Gurley slammed down the phone. “Sonofabitch!” He took a breath. “Him, not you,” he said, staring at the phone.
“Something to do with the Foster investigation?” Ingrid asked.
“No—Air Force bureaucratic bullshit. I should be used to it by now, but it still pisses me off. It’s a waste of time and money.” Gurley stood up and stretched his arms above his head. For a moment Ingrid was sure his knuckles would graze the ceiling. “I didn’t ask you last night,” he said, “did you get a sense from Sherwood that she thinks Foster is likely to stay in the area?”
“I don’t think she was lying when she told us she has no idea what Foster’s plans are. Without the supplies and the cash from Sherwood, I guess Foster has fewer options.”

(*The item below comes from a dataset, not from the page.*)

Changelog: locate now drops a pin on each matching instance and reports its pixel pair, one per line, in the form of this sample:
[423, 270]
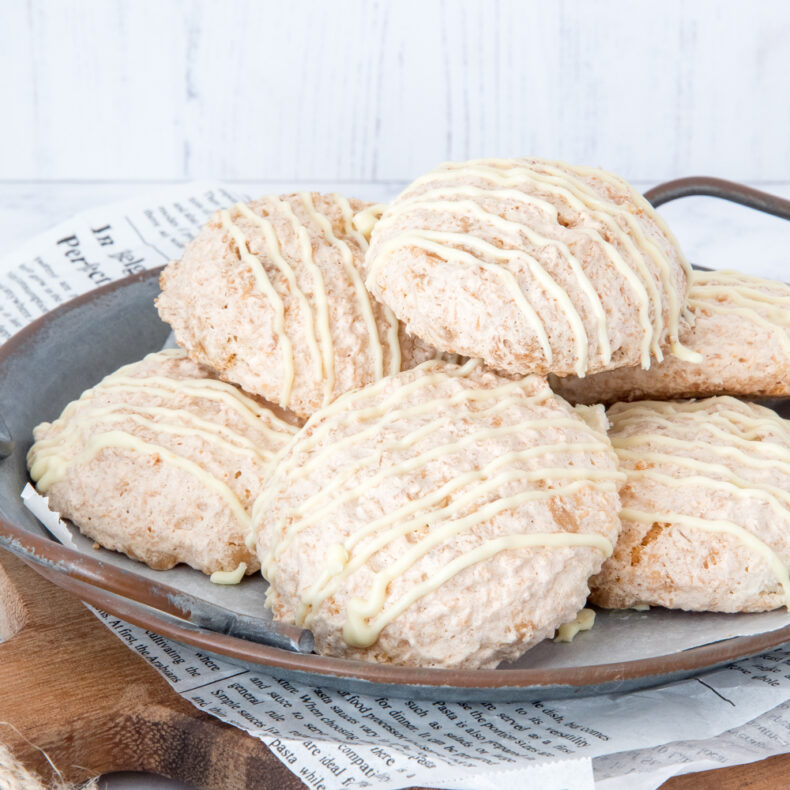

“I wouldn’t be taken in by her story.”
“I have done this before, you know. I can get a sense when somebody is lying to me.”
“Well, I don’t trust her. I’m planning on keeping her under surveillance today, just in case she gets any ideas about helping Foster again.”
“I’m not staking out the pub. It’d be a waste of time.”
Gurley folded his arms across his broad chest. “I had no intention of asking you to. I’ll get a couple of my team to check it out.”
“Good, waste their time instead of mine.”
The landline on Gurley’s desk started to ring. Its tone sounded particularly shrill as the noise bounced off the cinder block walls.
“Excuse me.” Gurley snatched the handset and turned away from her. “You’re saying he’s on the line right now?” He glanced over his shoulder at Ingrid. “Of course you should patch him through. Set up a trace on the call, as fast as you can.”
Ingrid ran around the desk. “Is it Foster?”
Gurley nodded.
“Put the call on speaker phone.”
Gurley narrowed his eyes, clearly reluctant to comply with her request. “He called to speak to his superior officer. His superior officer has transferred the call to me. Foster doesn’t know who the hell you are.”